The design and craftsmanship of the diamond considers weight ratio (weight of the diamond relative to its diameter), the diamond's girdle thickness (which affects its durability), the symmetry of its facet arrangement, and the quality of polish on those facets.

Cut is oftentimes confused with the shape of the diamond but cut refers to a stone’s facet arrangement. Shape refers to the outline of the stone. The most common diamond shape used in jewelry is round, as seen in the standard round brilliant cut. All other diamond shapes are known as fancy shapes. Traditional fancy shapes include the marquise, pear, oval and octagonal (as seen in the emerald cut). Square, cushion (square with rounded edges), triangle, and a variety of other shapes are also gaining popularity in diamond jewelry.


TABLE: The largest facet of a gemstone. 

CROWN: The top portion of a diamond extending from the girdle to the table. 

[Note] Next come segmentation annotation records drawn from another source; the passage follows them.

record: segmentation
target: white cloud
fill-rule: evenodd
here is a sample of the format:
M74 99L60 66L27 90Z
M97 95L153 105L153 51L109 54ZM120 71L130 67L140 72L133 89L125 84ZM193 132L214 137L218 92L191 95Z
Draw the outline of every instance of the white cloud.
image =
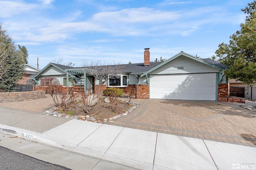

GIRDLE: The intersection of the crown and pavilion which defines the perimeter of the diamond. GIA also offers optional laser inscription with its reports (included with the GIA Diamond Dossier®) where the diamond’s report number is inscribed on the diamond’s girdle.

CULET: The facet at the tip of the gemstone.

PAVILION: The bottom portion of a diamond, extending from the girdle to the culet. A pavilion depth that’s too shallow or too deep will allow light to escape from the side of the stone, or leak out of the bottom. A well-cut diamond can let more light return through the crown.